2025-11-12 Papers

1/2

Paper 1

IterResearch: Rethinking Long-Horizon Agents via Markovian State Reconstruction

Published: 2025-11-10

Link: http://arxiv.org/pdf/2511.07327

1. 📘 Topic and Domain: The paper presents IterResearch, a novel paradigm for long-horizon deep research agents that can autonomously gather and synthesize information through iterative exploration in the domain of AI agents and information seeking.

2. 💡 Previous Research and New Ideas: Based on previous mono-contextual deep research approaches that accumulate all information in a single expanding context window, this paper proposes a new iterative paradigm that reconstructs the workspace after each interaction to maintain consistent reasoning capacity.

3. ❓ Problem: The paper aims to solve the limitations of existing deep research agents that suffer from context suffocation and noise contamination when handling long-horizon tasks requiring extensive information gathering and synthesis.

4. 🛠️ Methods: The authors reformulate long-horizon research as a Markov Decision Process with strategic workspace reconstruction and develop Efficiency-Aware Policy Optimization with geometric reward discounting for training.

5. 📊 Results and Evaluation: The approach achieved an average 14.5 percentage point improvement across six benchmarks compared to existing open-source agents, demonstrated unprecedented scaling to 2048 interactions, and improved frontier models by up to 19.2pp when used as a prompting strategy.

IterResearch: Rethinking Long-Horizon Agents via Markovian State Reconstruction

1/2

Paper 2

Wasm: A Pipeline for Constructing Structured Arabic Interleaved Multimodal Corpora

Published: 2025-11-10

Link: http://arxiv.org/pdf/2511.07080

1. 📘 Topic and Domain: Development of Wasm, a data processing pipeline for creating structured Arabic multimodal corpora from web content, in the domain of natural language processing and multimodal machine learning.

2. 💡 Previous Research and New Ideas: Based on OBELICS framework for multimodal data processing, introducing new Arabic-specific adaptations and structural preservation techniques in Markdown format while maintaining document hierarchy.

3. ❓ Problem: The lack of high-quality Arabic multimodal datasets that preserve document structure, which limits the development of Arabic language models and multimodal models.
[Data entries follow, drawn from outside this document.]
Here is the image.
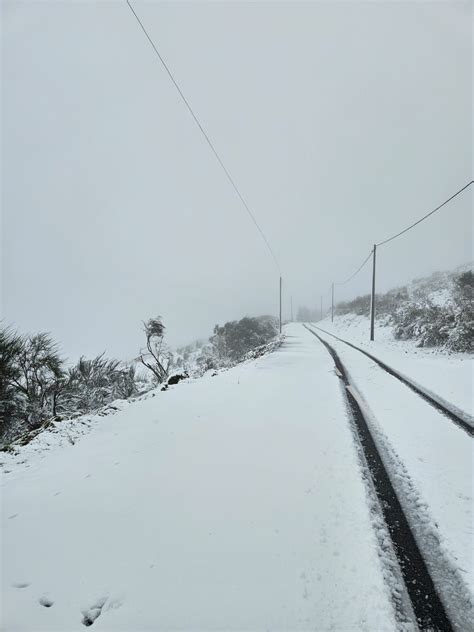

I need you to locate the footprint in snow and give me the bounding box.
[38,596,54,608]
[81,597,108,627]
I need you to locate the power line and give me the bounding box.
[334,250,373,285]
[126,0,280,273]
[376,180,474,246]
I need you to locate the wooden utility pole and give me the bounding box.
[331,282,334,323]
[280,276,281,333]
[370,244,377,340]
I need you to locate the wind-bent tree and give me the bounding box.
[140,316,171,384]
[11,333,65,428]
[0,328,22,439]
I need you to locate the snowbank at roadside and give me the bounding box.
[314,314,474,415]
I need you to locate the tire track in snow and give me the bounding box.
[305,325,474,437]
[305,325,454,632]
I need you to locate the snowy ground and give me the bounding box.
[2,325,396,631]
[314,314,474,415]
[0,324,472,632]
[310,330,474,608]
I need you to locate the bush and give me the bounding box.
[210,316,278,362]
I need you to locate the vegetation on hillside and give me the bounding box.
[336,270,474,353]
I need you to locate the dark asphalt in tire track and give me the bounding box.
[305,325,453,632]
[307,325,474,437]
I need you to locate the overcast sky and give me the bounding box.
[1,0,473,359]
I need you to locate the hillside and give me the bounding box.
[334,264,474,353]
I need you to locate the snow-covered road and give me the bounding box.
[2,325,395,631]
[1,324,472,632]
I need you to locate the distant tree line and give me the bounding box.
[336,270,474,353]
[175,316,278,373]
[0,328,144,443]
[0,316,277,446]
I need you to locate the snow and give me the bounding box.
[1,324,398,632]
[314,314,474,415]
[312,331,474,629]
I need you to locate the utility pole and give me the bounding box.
[280,275,281,333]
[370,244,377,340]
[331,281,334,323]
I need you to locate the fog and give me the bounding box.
[1,0,473,359]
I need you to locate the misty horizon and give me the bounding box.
[1,0,473,361]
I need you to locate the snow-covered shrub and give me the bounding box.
[140,316,173,384]
[336,270,474,353]
[0,328,23,441]
[210,316,278,362]
[58,354,138,415]
[447,270,474,353]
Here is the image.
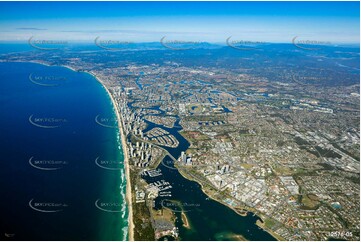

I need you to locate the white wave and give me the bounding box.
[122,226,128,241]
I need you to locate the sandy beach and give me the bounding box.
[87,72,134,241]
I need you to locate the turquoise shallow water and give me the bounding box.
[0,63,128,240]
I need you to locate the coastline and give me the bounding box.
[14,61,134,241]
[177,164,284,241]
[85,69,134,241]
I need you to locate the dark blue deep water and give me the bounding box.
[0,63,128,240]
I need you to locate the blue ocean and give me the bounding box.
[0,63,128,240]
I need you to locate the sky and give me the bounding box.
[0,2,360,43]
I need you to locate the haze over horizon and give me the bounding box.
[0,2,360,44]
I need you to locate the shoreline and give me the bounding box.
[90,71,134,241]
[15,61,134,241]
[177,165,284,241]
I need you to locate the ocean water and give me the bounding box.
[0,63,128,240]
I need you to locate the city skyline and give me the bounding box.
[0,2,359,44]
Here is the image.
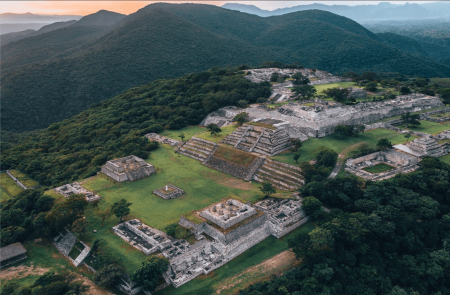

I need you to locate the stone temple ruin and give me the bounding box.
[222,119,292,156]
[201,94,443,140]
[55,182,101,202]
[113,198,308,287]
[177,137,305,190]
[102,156,156,182]
[153,184,184,200]
[345,150,419,181]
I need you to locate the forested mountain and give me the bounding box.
[0,20,77,45]
[222,1,450,21]
[1,68,271,185]
[1,3,450,132]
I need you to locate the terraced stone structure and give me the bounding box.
[112,219,190,260]
[407,136,447,157]
[169,199,308,287]
[222,120,292,156]
[55,182,101,202]
[201,94,443,140]
[345,150,419,181]
[102,155,156,182]
[153,184,184,200]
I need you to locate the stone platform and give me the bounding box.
[153,184,184,200]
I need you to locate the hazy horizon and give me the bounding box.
[0,1,439,15]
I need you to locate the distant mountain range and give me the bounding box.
[1,3,450,132]
[222,1,450,22]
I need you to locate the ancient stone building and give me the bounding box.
[153,184,184,200]
[102,156,156,182]
[407,136,447,157]
[201,94,443,140]
[55,182,101,202]
[345,150,419,181]
[222,119,292,156]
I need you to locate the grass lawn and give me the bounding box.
[429,112,450,118]
[398,121,450,135]
[363,163,394,173]
[367,106,446,124]
[0,172,23,201]
[314,82,360,94]
[9,170,39,188]
[156,222,314,295]
[271,128,416,165]
[83,144,261,273]
[439,155,450,165]
[159,126,206,141]
[196,125,237,142]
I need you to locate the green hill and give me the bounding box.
[1,68,271,185]
[1,3,450,132]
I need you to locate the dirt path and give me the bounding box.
[0,265,49,281]
[216,250,301,294]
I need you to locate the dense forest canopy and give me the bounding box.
[1,68,271,185]
[240,158,450,295]
[1,3,450,132]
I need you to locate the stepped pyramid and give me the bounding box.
[222,124,292,156]
[253,159,305,190]
[408,136,446,157]
[177,137,217,162]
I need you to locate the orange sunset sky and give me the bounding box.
[0,1,426,15]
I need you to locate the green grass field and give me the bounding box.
[439,155,450,165]
[83,145,261,273]
[196,125,237,142]
[314,82,360,94]
[429,112,450,118]
[367,107,446,124]
[397,121,450,135]
[9,170,39,188]
[0,172,23,201]
[363,163,394,173]
[156,222,314,295]
[271,128,416,165]
[159,126,206,141]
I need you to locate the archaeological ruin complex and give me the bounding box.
[113,198,308,287]
[101,155,156,182]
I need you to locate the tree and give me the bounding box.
[131,256,169,292]
[324,87,350,103]
[111,199,132,222]
[165,223,178,237]
[94,263,124,287]
[302,197,322,219]
[91,200,100,211]
[377,138,392,151]
[364,82,378,92]
[291,85,317,99]
[233,112,248,126]
[400,86,411,95]
[405,133,411,142]
[72,217,89,238]
[206,123,222,135]
[291,72,310,85]
[259,181,277,197]
[314,146,338,167]
[401,112,421,128]
[291,138,303,152]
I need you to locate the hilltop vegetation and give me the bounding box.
[1,3,450,132]
[1,68,271,185]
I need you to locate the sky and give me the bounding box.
[0,0,434,15]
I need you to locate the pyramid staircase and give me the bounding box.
[222,125,292,156]
[178,137,218,162]
[253,159,305,190]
4. 🛠️ Methods: Implements a multi-stage pipeline including metadata extraction, HTML processing, content structuring, and quality filtering with Arabic-specific adjustments to perplexity modeling and node-level deduplication.

5. 📊 Results and Evaluation: Produced a flexible framework that successfully preserves both text and visual content structure, with comparative analysis showing improved filtering performance over existing approaches, though specific quantitative results were not extensively detailed.

Wasm: A Pipeline for Constructing Structured Arabic Interleaved Multimodal Corpora

1/2

Paper 3

Tiny Model, Big Logic: Diversity-Driven Optimization Elicits Large-Model Reasoning Ability in VibeThinker-1.5B

Published: 2025-11-08

Link: http://arxiv.org/pdf/2511.06221

1. 📘 Topic and Domain: Development of VibeThinker-1.5B, a small language model for logical reasoning in mathematics and coding, challenging the assumption that large models are necessary for strong reasoning capabilities.

2. 💡 Previous Research and New Ideas: Based on OpenAI's o1 model's reasoning paradigm and various large language models, proposing a novel "Spectrum-to-Signal Principle" that enables small models to achieve comparable reasoning abilities to larger models.

3. ❓ Problem: Addressing the industry assumption that scaling model parameters is essential for enhancing logical reasoning capabilities, aiming to achieve comparable performance with a much smaller and cost-effective model.

4. 🛠️ Methods: Implemented a two-stage approach: "Two-Stage Diversity-Exploring Distillation" for SFT phase to generate diverse solutions, followed by "MaxEnt-Guided Policy Optimization" for RL phase to amplify correct reasoning paths.

5. 📊 Results and Evaluation: VibeThinker-1.5B outperformed larger models on mathematical benchmarks (AIME24: 80.3, AIME25: 74.4, HMMT25: 50.4) and coding tasks (LiveCodeBench V6: 51.1), surpassing models 400 times larger while costing only $7,800 to train.